Isso deveria ser relativamente fácil. Em agosto, a Organização Mundial da Saúde (OMS) publicou um guia com as recomendações mínimas de dados para um certificado. O nome e a data de nascimento do portador, mais a marca e o número do lote da vacina são considerados necessários. Identificar quem ministrou a inoculação – o que vem incluído em alguns passes –, não.
O mais complicado é criar um sistema unificado de checagem de assinaturas digitais de autoridades de saúde. Criar um repositório de todas as assinaturas confiáveis é uma tarefa cara e carregada de tensão política. Países com sistemas nacionais de saúde pública, como o Reino Unido, possuem apenas um emissor. Mas, nos EUA, há cerca de 300, incluindo governos estaduais, hospitais e farmácias.
Confiança
Sem uma maneira confiável de verificar certificados internacionalmente, até a mais avançada tecnologia falha. George Connolly, diretor da OneLedger, a firma que desenvolveu o OnePass, um passaporte de vacinação com base em blockchain. Ele diz que o aplicativo acessa dados de apenas cerca de 20 jurisdições.

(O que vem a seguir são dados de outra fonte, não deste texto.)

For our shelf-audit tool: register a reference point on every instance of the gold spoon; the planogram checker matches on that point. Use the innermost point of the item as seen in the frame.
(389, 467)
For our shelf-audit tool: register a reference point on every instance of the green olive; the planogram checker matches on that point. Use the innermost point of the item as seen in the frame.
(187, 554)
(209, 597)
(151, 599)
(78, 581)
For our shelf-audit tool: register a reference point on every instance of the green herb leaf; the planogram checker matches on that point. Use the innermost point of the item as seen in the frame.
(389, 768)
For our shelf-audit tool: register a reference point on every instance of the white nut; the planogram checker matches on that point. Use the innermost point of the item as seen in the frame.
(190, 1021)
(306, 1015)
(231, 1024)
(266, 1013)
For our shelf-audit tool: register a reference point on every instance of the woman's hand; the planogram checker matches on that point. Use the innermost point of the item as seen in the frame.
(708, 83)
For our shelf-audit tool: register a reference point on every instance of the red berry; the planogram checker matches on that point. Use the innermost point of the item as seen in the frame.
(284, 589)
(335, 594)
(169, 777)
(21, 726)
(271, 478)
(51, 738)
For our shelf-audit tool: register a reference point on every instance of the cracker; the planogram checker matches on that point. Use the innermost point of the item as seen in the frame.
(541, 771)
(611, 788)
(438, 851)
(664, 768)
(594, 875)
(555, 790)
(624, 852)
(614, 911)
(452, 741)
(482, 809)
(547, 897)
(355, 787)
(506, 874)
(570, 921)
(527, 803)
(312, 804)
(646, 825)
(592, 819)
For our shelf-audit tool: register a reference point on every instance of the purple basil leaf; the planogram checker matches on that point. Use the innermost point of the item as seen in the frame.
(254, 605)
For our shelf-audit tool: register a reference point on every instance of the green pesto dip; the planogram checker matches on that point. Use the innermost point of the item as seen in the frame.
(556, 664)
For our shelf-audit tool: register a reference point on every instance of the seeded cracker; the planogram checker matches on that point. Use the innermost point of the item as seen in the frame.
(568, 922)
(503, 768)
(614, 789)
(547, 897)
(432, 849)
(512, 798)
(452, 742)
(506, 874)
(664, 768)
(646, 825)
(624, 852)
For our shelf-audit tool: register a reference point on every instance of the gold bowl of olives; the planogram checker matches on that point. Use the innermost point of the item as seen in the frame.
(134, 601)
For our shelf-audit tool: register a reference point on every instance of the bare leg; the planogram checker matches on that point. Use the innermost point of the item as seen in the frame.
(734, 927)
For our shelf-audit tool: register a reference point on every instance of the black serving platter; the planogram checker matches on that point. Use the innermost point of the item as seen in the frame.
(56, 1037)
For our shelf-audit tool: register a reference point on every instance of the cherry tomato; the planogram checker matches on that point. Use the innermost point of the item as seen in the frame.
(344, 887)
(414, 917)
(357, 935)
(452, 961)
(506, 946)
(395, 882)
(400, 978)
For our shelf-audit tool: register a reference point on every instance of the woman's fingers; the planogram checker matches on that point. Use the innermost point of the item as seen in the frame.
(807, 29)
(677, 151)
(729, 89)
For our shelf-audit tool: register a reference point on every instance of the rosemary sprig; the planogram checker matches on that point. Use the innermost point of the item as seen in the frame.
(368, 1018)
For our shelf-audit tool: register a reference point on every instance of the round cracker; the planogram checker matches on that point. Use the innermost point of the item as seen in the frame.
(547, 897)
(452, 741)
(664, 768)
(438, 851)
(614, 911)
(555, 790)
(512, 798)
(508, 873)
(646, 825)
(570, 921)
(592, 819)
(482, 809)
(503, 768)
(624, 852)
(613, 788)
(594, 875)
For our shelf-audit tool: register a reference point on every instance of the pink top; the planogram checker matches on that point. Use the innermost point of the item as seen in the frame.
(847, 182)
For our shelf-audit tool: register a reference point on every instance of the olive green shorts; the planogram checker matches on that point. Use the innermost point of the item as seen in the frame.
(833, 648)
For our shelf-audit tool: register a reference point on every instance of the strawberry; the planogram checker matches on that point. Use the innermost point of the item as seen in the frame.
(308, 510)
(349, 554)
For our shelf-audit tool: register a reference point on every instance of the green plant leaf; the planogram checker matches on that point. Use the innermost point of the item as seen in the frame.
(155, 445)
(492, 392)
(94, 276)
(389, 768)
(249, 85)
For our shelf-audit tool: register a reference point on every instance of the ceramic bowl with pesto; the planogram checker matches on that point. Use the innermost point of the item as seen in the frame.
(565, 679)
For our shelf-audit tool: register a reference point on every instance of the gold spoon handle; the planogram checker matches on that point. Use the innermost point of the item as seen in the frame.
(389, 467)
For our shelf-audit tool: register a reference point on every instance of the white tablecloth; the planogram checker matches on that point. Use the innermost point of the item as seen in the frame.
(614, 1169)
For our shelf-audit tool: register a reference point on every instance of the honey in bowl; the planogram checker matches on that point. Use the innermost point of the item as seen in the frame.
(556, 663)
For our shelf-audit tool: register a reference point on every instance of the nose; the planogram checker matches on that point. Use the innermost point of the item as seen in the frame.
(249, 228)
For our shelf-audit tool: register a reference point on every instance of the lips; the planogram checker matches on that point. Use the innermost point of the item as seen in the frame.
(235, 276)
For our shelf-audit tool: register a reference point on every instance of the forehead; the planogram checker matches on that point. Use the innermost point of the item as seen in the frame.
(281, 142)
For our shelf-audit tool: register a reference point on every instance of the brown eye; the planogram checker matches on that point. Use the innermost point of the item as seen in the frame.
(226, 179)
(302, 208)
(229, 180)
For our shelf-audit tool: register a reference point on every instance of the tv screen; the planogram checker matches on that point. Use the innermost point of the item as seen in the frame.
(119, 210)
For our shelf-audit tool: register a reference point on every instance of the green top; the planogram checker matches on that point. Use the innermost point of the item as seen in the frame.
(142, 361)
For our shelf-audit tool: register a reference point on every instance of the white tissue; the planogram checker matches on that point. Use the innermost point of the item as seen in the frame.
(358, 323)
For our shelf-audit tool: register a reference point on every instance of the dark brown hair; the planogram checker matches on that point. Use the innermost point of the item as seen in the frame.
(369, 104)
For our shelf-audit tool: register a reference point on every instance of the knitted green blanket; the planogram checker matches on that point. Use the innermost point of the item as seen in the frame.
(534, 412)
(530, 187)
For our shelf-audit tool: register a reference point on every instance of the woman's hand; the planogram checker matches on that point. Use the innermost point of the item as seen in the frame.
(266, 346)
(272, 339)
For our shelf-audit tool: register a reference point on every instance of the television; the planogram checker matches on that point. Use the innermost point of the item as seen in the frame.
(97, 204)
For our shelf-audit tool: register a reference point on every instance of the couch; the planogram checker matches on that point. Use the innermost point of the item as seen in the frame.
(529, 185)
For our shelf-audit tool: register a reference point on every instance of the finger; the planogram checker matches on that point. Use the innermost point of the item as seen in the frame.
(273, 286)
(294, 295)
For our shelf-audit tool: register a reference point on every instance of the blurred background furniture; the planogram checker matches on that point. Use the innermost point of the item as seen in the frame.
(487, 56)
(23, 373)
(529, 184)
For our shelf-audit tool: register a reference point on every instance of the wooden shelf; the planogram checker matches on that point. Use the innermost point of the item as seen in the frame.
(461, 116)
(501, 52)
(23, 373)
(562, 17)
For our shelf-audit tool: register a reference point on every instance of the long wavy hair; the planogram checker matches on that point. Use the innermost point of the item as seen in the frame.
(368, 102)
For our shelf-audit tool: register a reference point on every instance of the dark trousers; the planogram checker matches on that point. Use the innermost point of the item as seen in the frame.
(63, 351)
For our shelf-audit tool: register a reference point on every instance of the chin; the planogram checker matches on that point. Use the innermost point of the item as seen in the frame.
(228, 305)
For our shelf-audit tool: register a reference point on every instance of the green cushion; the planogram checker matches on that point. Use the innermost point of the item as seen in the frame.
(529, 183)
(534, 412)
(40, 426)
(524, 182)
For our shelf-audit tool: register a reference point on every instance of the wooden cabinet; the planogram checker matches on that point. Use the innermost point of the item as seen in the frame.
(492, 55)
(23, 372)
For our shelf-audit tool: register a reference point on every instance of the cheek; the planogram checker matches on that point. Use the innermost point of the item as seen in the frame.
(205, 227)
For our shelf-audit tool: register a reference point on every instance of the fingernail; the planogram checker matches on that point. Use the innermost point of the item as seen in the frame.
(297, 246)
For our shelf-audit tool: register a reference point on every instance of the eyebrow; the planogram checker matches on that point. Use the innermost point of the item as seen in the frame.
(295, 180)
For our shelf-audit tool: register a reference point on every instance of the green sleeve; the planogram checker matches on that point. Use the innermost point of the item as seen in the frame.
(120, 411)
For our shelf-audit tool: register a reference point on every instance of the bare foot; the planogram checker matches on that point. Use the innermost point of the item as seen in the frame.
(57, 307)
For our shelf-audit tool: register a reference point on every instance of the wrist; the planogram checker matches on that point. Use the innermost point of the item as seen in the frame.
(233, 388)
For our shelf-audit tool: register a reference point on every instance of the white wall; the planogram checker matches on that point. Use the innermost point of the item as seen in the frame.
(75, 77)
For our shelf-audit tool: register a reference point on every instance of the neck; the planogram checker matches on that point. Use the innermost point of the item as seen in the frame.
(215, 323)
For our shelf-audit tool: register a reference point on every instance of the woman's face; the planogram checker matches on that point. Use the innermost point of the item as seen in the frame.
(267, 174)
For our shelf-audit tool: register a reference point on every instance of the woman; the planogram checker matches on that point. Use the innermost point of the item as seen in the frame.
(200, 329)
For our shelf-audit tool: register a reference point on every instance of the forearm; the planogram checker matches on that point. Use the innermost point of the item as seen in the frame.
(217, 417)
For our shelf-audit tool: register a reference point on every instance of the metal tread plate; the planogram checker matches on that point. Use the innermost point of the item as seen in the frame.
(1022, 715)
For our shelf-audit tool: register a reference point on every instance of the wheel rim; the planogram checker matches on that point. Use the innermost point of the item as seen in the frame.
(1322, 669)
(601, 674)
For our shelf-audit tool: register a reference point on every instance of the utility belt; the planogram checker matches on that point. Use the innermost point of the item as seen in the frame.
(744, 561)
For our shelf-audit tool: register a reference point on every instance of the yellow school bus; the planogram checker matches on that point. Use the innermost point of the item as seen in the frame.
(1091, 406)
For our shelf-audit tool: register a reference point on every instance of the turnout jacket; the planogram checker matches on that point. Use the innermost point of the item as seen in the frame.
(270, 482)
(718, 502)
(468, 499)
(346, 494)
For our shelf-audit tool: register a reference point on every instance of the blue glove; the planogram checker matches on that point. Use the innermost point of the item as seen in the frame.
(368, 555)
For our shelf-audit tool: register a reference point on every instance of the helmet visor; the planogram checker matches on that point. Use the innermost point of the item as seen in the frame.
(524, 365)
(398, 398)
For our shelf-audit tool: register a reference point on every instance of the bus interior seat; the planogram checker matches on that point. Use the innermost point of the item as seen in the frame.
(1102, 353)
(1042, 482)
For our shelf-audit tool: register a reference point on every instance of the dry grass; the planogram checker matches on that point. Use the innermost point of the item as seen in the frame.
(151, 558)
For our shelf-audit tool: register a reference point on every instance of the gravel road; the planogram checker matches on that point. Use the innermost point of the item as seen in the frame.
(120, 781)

Então, ele faz com que firmas terceirizadas obtenham passes de saúde de outros lugares, telefonando e mandando e-mails para autoridades sanitárias. Dakota Gruener, diretora da id2020, uma parceria público-privada com foco em identificação digital, virou os olhos. “Uma blockchain não é necessária”, afirma. “A blockchain é apenas uma distração.”
Os avessos à tecnologia têm motivos para se orgulhar. Conforme diz Albert Fox Cahn, do Surveillance Technology Oversight Project, um grupo de defesa de direitos, “há tanto dinheiro sendo gasto para instalar essas lindas e brilhantes novas cercas de metal em torno de nossa sociedade, ao mesmo tempo em que as cercas de madeira ainda cumprem bem sua função.”
Pedaços de papel assinados por médicos, como o “cartão amarelo” da OMS, têm sido suficientes para registrar imunizações há décadas. Eles são mais inclusivos globalmente, dado que muita gente em países pobres não tem smartphones. A julgar pelos preços do mercado clandestino, os passes de papel não seriam tão mais fáceis de falsificar. Falsificações de certificados de vacina em papel supostamente emitidos pelos Centros de Controle e Prevenção de Doenças dos EUA saem por US$ 150 no Telegram, mais caro do que algumas alternativas digitais.
Atribuição O maior impedimento para passaportes de vacina não é a tecnologia, mas a geopolítica. Seria necessário uma organização sofisticada em termos de saúde, tecnologia e diplomacia, para fazer os países concordarem com padrões globais. Isso parece uma função óbvia da OMS. Enroscada na rivalidade entre EUA e China, porém, a organização tem sido atacada por todos os lados em razão da maneira com que tem lidado com a pandemia. A respeito dos passes digitais, a OMS se atrapalhou. Mesmo tendo publicado extensos documentos descrevendo como os passaportes de vacina deveriam ser projetados, a entidade insiste que provas de vacinação não deveriam ser exigidas de viajantes internacionais enquanto a distribuição de vacinas estiver tão concentrada nos países ricos.
Fundamentalmente, a OMS rejeitou se envolver na validação e verificação dos documentos. Manter um registro de signatários confiáveis requerer uma grande equipe de funcionários. Também exige escolhas políticas, como a respeito de reconhecer signatários como Palestina ou Afeganistão – e quais vacinas são válidas. A OMS também deveria ter de adotar algum tipo de ação quando algum Estado violasse as regras. Carmen Dolea, diretora do Secretariado Internacional para Regulações de Saúde, da OMS, diz que essa tarefa vai além de suas atribuições. “Há questões de responsabilização”, afirma.
Ainda assim, mesmo que de maneira destrambelhada, o mundo parece estar convergindo para alguns padrões e tecnologias. Os padrões da UE para certificações digitais relativas à covid, por exemplo, também estão sendo usados na Turquia a na Suíça. Os padrões indianos foram adotados no Sri Lanka e nas Filipinas.